Caltech Center for Advanced Computing Research » Page 'Information for SHC Users Transitioning to the Rhel SHC Environment (August 2009)'

Information for SHC Users Transitioning to the Rhel SHC Environment (August 2009)

Any questions, problems, or feedback, please contact us at :

This documentation is intended for SHC users who have accounts on the shc[-a,b].cacr.caltech.edu cluster.

The software stack on SHC is being upgraded. The Linux distribution is converting from SLES to RHEL. The message passing libraries will be based on OpenIB and OpenMPI v1.3.3. MPI based applications built on shc-[a,b] will *not* run in the new SHC environment.
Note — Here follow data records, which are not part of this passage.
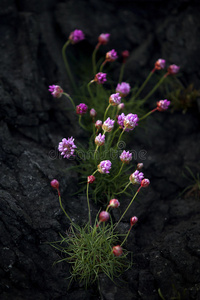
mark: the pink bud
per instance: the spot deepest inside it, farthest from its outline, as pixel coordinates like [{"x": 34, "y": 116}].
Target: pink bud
[
  {"x": 117, "y": 250},
  {"x": 133, "y": 220},
  {"x": 103, "y": 216},
  {"x": 55, "y": 184},
  {"x": 145, "y": 182},
  {"x": 114, "y": 203},
  {"x": 91, "y": 179}
]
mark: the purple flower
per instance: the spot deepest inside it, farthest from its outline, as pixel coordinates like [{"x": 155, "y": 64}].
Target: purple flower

You must rebuild your MPI based applications. Below are details for transitioning from the shc-[a,b] SLES environment to the improved SHC RHEL based, software stack.

The RedHat sub-cluster to which you will be transitioning has its own head node (shc-c.cacr.caltech.edu).

The number of compute nodes will increase from its current count of 117 nodes to a total of 229 nodes by September. This will be  accomplished by transitioning more nodes from the SLES shc-[ab] cluster to the RHE shc-c cluster.

Each user with an account on the SLES cluster also has an account on the RHE shc-c cluster. Your home directory on the RHE cluster only has the following files/directories: A copy of your .ssh directory from the SLES cluster (so you should be able to login); and a symlink (”SLES”) which points to your SLES home directory. This link to the SLES home directory enables you to move (or copy)  files that you need for running on the RedHat nodes into your new RHE home directory.

You will probably want to copy your .bashrc, .bash_profile, .tcshrc, .login (and any other files that you will need) into your new RHE home directory as these have not been copied into the RHE  directory by us. Please note that you may need to make minor tweaks appropriate to the RedHat world to these files after copying.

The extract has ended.